The farmer's life here is shaped by water: almost never enough, and then suddenly and surprisingly so much that her crops rot in the fields, and the rivers become impassable. Even after irrigation infrastructure arrives there are issues of water management, of rising and falling river levels, of maintenance. And you wonder: how does anyone survive in a business where the biggest factor is totally unpredictable and totally out of the business owner's control?
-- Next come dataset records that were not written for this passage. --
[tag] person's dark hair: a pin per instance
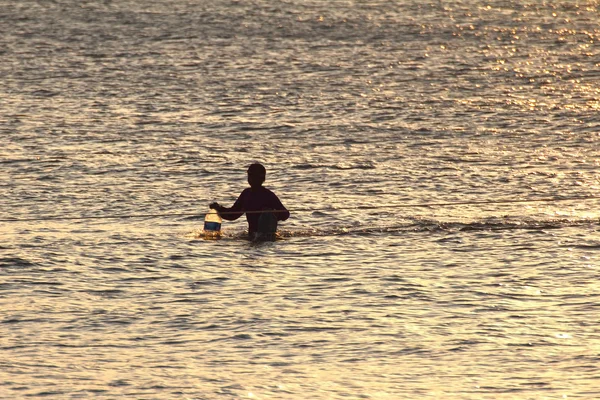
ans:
(257, 173)
(257, 170)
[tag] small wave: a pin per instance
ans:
(415, 225)
(12, 262)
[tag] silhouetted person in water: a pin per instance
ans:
(261, 225)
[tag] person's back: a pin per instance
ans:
(256, 202)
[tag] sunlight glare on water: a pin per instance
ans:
(412, 142)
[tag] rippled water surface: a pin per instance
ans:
(408, 138)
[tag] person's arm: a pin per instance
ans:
(233, 212)
(282, 213)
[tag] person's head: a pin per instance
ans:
(256, 175)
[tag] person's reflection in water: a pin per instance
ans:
(253, 200)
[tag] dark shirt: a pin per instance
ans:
(255, 199)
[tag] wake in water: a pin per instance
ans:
(415, 225)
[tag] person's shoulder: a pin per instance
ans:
(269, 191)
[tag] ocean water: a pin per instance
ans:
(410, 139)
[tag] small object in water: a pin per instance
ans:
(212, 224)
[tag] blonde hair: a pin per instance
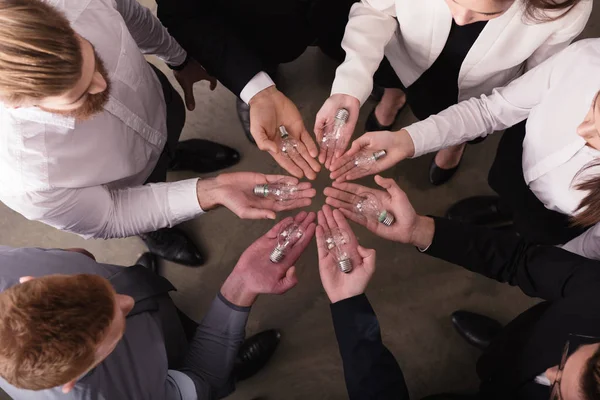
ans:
(40, 55)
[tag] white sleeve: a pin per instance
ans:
(575, 22)
(102, 213)
(149, 33)
(477, 117)
(587, 244)
(370, 27)
(258, 83)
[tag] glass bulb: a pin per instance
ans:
(278, 191)
(369, 206)
(286, 239)
(289, 145)
(338, 244)
(365, 160)
(333, 131)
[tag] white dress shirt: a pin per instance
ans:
(555, 98)
(85, 177)
(412, 34)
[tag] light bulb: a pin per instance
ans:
(279, 191)
(371, 208)
(288, 237)
(337, 243)
(289, 145)
(365, 160)
(333, 131)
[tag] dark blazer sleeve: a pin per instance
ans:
(547, 272)
(370, 370)
(211, 40)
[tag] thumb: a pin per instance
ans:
(188, 94)
(288, 281)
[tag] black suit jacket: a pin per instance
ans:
(530, 344)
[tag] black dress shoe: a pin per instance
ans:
(438, 176)
(480, 210)
(173, 245)
(243, 111)
(203, 156)
(148, 260)
(373, 125)
(478, 330)
(255, 353)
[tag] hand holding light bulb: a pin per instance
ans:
(339, 284)
(407, 225)
(365, 156)
(236, 192)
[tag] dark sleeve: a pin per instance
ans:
(370, 370)
(212, 41)
(213, 349)
(547, 272)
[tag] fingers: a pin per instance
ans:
(274, 231)
(343, 224)
(284, 178)
(341, 195)
(287, 282)
(287, 164)
(328, 213)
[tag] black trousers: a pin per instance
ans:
(532, 219)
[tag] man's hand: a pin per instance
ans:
(270, 109)
(193, 72)
(339, 285)
(398, 146)
(236, 192)
(255, 274)
(408, 227)
(326, 116)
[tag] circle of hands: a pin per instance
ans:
(269, 110)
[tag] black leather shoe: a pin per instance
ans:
(243, 111)
(478, 330)
(173, 245)
(203, 156)
(480, 210)
(438, 176)
(255, 353)
(373, 125)
(148, 260)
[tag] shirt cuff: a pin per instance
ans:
(183, 201)
(260, 82)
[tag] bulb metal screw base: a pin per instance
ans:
(277, 255)
(345, 265)
(386, 218)
(261, 190)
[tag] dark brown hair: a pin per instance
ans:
(40, 55)
(537, 10)
(590, 379)
(50, 328)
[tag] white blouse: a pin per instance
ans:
(554, 98)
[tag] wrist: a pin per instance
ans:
(406, 144)
(207, 191)
(422, 233)
(236, 292)
(262, 95)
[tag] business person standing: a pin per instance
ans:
(551, 350)
(438, 53)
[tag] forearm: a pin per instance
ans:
(102, 213)
(149, 33)
(212, 352)
(371, 371)
(368, 31)
(539, 271)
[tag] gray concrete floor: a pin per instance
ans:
(413, 294)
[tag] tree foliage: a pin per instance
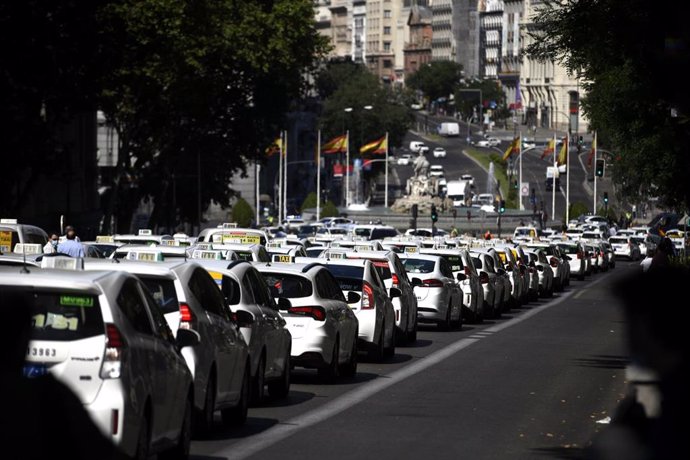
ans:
(632, 61)
(437, 79)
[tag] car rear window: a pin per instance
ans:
(455, 262)
(59, 315)
(289, 286)
(349, 277)
(419, 265)
(163, 292)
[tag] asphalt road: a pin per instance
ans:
(532, 384)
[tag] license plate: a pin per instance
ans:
(35, 370)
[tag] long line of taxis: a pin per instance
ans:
(225, 316)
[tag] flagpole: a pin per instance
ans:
(280, 180)
(594, 204)
(567, 179)
(347, 169)
(522, 206)
(318, 176)
(386, 199)
(257, 170)
(553, 179)
(285, 180)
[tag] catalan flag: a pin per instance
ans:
(377, 146)
(275, 147)
(593, 150)
(563, 154)
(514, 147)
(336, 145)
(549, 149)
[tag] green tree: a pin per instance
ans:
(437, 79)
(242, 213)
(632, 64)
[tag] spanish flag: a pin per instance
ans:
(593, 150)
(563, 154)
(514, 147)
(336, 145)
(275, 147)
(550, 148)
(377, 146)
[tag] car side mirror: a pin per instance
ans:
(353, 297)
(284, 303)
(243, 318)
(187, 338)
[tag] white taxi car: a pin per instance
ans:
(190, 300)
(99, 332)
(323, 329)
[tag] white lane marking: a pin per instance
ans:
(254, 444)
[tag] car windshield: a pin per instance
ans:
(289, 286)
(419, 265)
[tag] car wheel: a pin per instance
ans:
(349, 369)
(259, 383)
(236, 416)
(329, 372)
(181, 449)
(280, 388)
(204, 417)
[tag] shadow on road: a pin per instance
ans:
(603, 362)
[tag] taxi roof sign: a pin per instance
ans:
(26, 248)
(63, 262)
(145, 255)
(207, 254)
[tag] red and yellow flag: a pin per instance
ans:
(275, 147)
(563, 154)
(592, 151)
(335, 145)
(377, 146)
(549, 149)
(514, 147)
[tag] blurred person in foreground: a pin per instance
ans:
(42, 418)
(656, 328)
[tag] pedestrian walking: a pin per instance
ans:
(51, 246)
(71, 246)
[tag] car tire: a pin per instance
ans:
(259, 382)
(203, 419)
(349, 369)
(330, 371)
(236, 416)
(181, 450)
(280, 388)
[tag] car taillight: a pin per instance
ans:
(114, 348)
(432, 283)
(186, 316)
(316, 312)
(368, 301)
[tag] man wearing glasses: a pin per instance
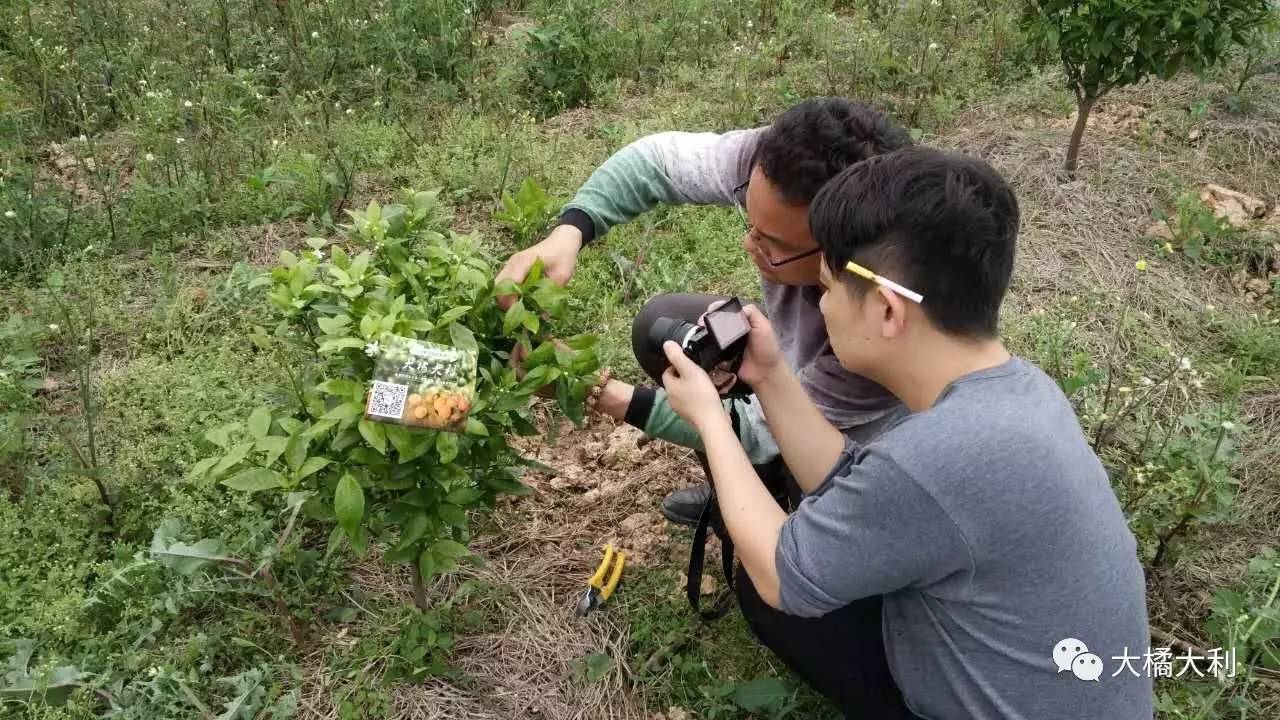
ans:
(769, 174)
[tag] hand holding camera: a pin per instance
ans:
(730, 341)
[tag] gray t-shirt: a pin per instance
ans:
(991, 529)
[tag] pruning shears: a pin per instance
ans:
(598, 589)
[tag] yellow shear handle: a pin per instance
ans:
(613, 579)
(598, 578)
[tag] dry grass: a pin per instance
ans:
(1078, 237)
(540, 552)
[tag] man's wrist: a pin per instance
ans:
(576, 219)
(615, 399)
(713, 423)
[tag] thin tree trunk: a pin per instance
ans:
(1083, 106)
(419, 591)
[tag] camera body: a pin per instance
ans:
(721, 341)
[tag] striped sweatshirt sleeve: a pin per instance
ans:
(672, 168)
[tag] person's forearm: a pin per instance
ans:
(809, 443)
(752, 516)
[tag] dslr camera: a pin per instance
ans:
(716, 345)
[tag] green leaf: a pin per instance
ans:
(348, 504)
(513, 318)
(296, 451)
(176, 554)
(344, 411)
(200, 469)
(426, 566)
(374, 434)
(760, 696)
(464, 338)
(341, 387)
(333, 326)
(464, 496)
(452, 314)
(233, 458)
(415, 528)
(447, 445)
(255, 479)
(339, 343)
(260, 423)
(272, 447)
(220, 436)
(449, 548)
(408, 443)
(452, 514)
(311, 466)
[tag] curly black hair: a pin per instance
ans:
(812, 142)
(941, 223)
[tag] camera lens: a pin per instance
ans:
(673, 329)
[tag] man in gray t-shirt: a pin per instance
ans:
(1009, 577)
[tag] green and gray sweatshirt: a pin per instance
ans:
(705, 169)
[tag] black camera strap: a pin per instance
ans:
(711, 518)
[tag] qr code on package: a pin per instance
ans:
(387, 400)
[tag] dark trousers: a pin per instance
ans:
(841, 655)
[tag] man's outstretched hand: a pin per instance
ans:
(560, 259)
(690, 391)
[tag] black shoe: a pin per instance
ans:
(685, 506)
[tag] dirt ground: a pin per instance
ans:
(608, 482)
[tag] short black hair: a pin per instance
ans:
(940, 223)
(816, 140)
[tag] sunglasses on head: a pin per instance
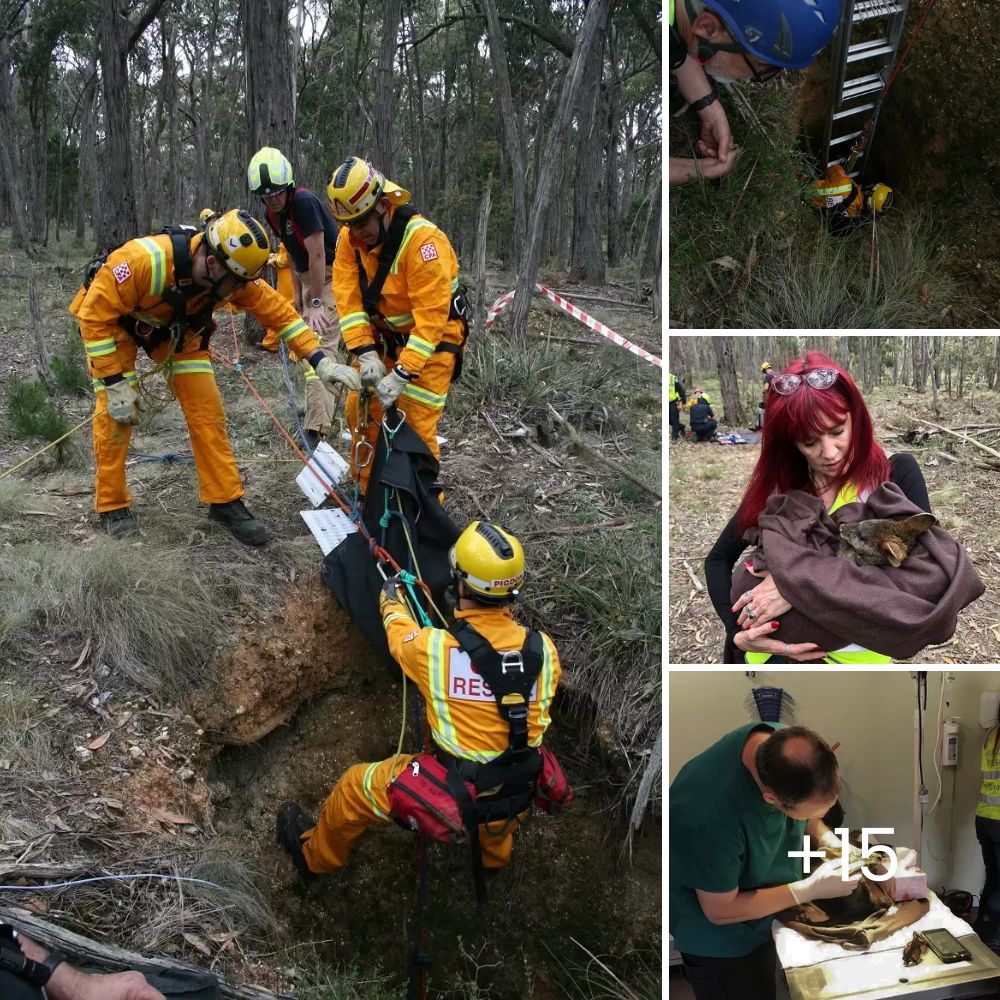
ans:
(818, 378)
(708, 49)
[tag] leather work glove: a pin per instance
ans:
(391, 588)
(124, 406)
(824, 883)
(372, 369)
(390, 387)
(333, 374)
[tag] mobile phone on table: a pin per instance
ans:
(946, 946)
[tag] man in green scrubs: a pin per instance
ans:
(736, 810)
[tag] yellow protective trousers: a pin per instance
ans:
(361, 798)
(190, 374)
(422, 401)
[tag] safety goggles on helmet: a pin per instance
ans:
(269, 173)
(707, 49)
(818, 378)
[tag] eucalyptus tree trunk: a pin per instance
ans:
(118, 219)
(267, 49)
(589, 36)
(587, 253)
(11, 146)
(512, 130)
(383, 88)
(732, 405)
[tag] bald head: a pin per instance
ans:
(797, 767)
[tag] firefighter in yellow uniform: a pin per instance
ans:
(285, 287)
(408, 334)
(987, 924)
(158, 292)
(844, 203)
(466, 727)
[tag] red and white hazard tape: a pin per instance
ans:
(576, 313)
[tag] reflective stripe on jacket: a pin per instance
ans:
(416, 297)
(461, 712)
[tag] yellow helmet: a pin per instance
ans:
(879, 198)
(269, 172)
(355, 188)
(490, 562)
(238, 240)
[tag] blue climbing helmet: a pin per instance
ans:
(785, 33)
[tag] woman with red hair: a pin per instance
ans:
(818, 437)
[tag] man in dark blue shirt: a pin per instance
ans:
(305, 226)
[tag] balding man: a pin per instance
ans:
(736, 810)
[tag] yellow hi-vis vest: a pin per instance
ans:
(849, 654)
(989, 790)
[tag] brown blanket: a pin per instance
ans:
(857, 921)
(892, 610)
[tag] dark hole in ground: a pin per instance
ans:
(567, 878)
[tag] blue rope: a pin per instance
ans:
(409, 579)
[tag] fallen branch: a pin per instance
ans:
(580, 529)
(88, 952)
(961, 437)
(594, 453)
(988, 466)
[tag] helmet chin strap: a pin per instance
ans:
(381, 228)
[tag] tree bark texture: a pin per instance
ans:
(119, 217)
(597, 14)
(11, 158)
(268, 49)
(587, 253)
(512, 129)
(732, 405)
(384, 108)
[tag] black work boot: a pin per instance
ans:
(292, 822)
(120, 523)
(235, 517)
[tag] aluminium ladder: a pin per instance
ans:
(866, 46)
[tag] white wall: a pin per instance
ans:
(951, 855)
(871, 715)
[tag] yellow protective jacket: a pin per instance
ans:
(132, 282)
(461, 710)
(989, 790)
(416, 297)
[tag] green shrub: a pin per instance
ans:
(68, 366)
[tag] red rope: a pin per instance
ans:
(377, 550)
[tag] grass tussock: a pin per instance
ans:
(747, 251)
(605, 594)
(150, 619)
(883, 277)
(26, 753)
(522, 380)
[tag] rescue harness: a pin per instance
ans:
(394, 340)
(184, 289)
(447, 798)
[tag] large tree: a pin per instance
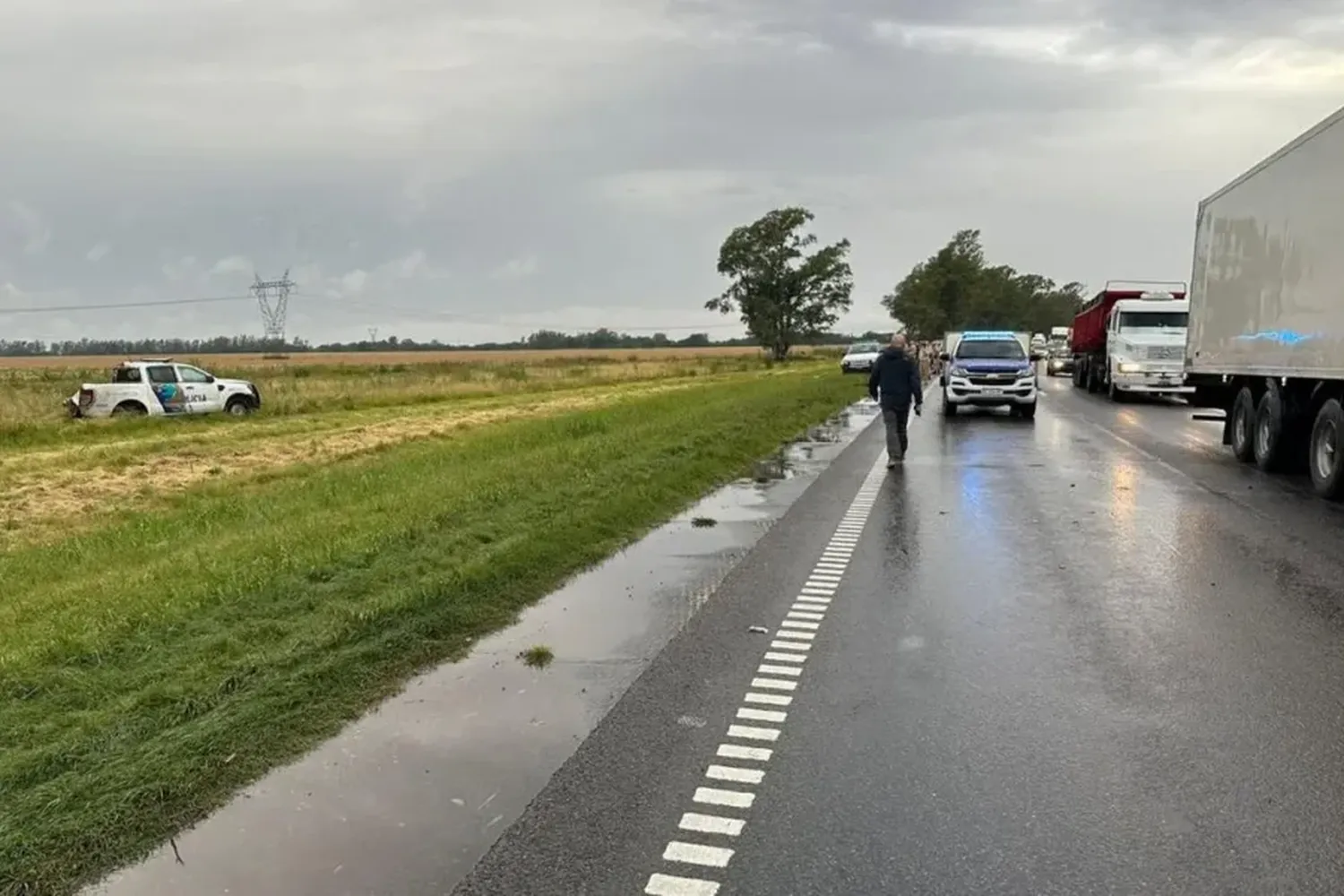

Lucky for me, Gabriel's farm is pretty close to his sister's. She is also a member of the group, and she's got just enough water to allow for a little planting. And so Gabriel grabs his nephew and the three of us begin. While the nephew jogs over to the rice nursery to pick the seedlings we'll plant, Gabriel and I wade into mud up almost to our knees, and begin leveling the surface of the paddy to prepare for planting. The mud is deep, and I sometimes sink up to my knees, but the sun is hot overhead and the cool water which continues to pour into the field mixes with the soil and keeps me surprisingly cool.

Plant seedlings are amazingly tough. If you're new to gardening like me, you tend to treat your seedlings like fragile pieces of glass or china that might break at any moment. But the farmers rip them up by the bunch full and toss them around almost carelessly. They know that God's immense creativity has brought forth unmeasurable strength hidden within those bright green shoots, that if He hadn't few would ever make it to the table. And so I grab a fistful and, following Gabriel's lead, begin planting the seedlings deep in the muddy soil in tight rows. When you plant rice you're bent down to the ground almost the entire time, and you walk backwards, and I do neither of these with anything approaching either the speed or grace of my two teachers.

And as I bend over in that muddy rice paddy and shove fistfuls of rice into the dark sticky soil, we begin to talk and laugh and hear each other's stories afresh. I learn that Gabriel has 10 kids of his own, and takes care of 5 orphans besides, that he used to sell vegetables in Nairobi and that he rented this land when the water came and his business started to lose money. He asked me about America, about our farming, asked me to greet Rebecca. After about an hour we take a break when Gabriel's wife bring us mugs of hot uji, a porridge made from millet and sorghum. We hide under the shade of some nearby maize stalks and I drink two mugs. Throughout the day the exotic birds brought here by the sudden appearance of great quantities of water flit back and forth over our heads, nesting in the trees and resting on stalks of maize still standing in the fields.

And then, after another go at it, we finish planting the small section which has received enough water, and hide in the shade of a small solitary tree in the middle of the rice paddies. We eat heaping bowls of rice and beans. I say my good-byes, Gabriel thanks me for coming. I will go home to Nairobi, but he'll stay behind and work in the fields till after dark . . . till enough water comes for him to finish his field.

And I am struck again by the kindness and strength of these people, who know the land and get their daily bread by it, who welcome strangers like me into their homes, their work, their meals, their lives. Amazed by men and women old enough to be the parents of my parents who work from sunup till sundown, and yet who fill their working hours with happy Swahili chatter and often spend their lives working beside their siblings, their nephews and nieces, their own children. Amazed by all of this, and what's more by God's good creation, by His gifts mysteriously given and received. For is not all of this planting and harvesting just a more complicated gathering of manna in the wilderness? For who can explain how it is that the rice which we eat under that solitary tree comes from the small seeds planted in muddy soil four months previously? No, it is all grace and gift from start to finish, divine and mysterious. And my brief participation in this particular mystery is also a gift, a gift given last Tuesday and in nearly 700 other days spent in this country which is just different enough from my own to make God's great grandeuer unmistakeable. And for all of it, I am truly grateful.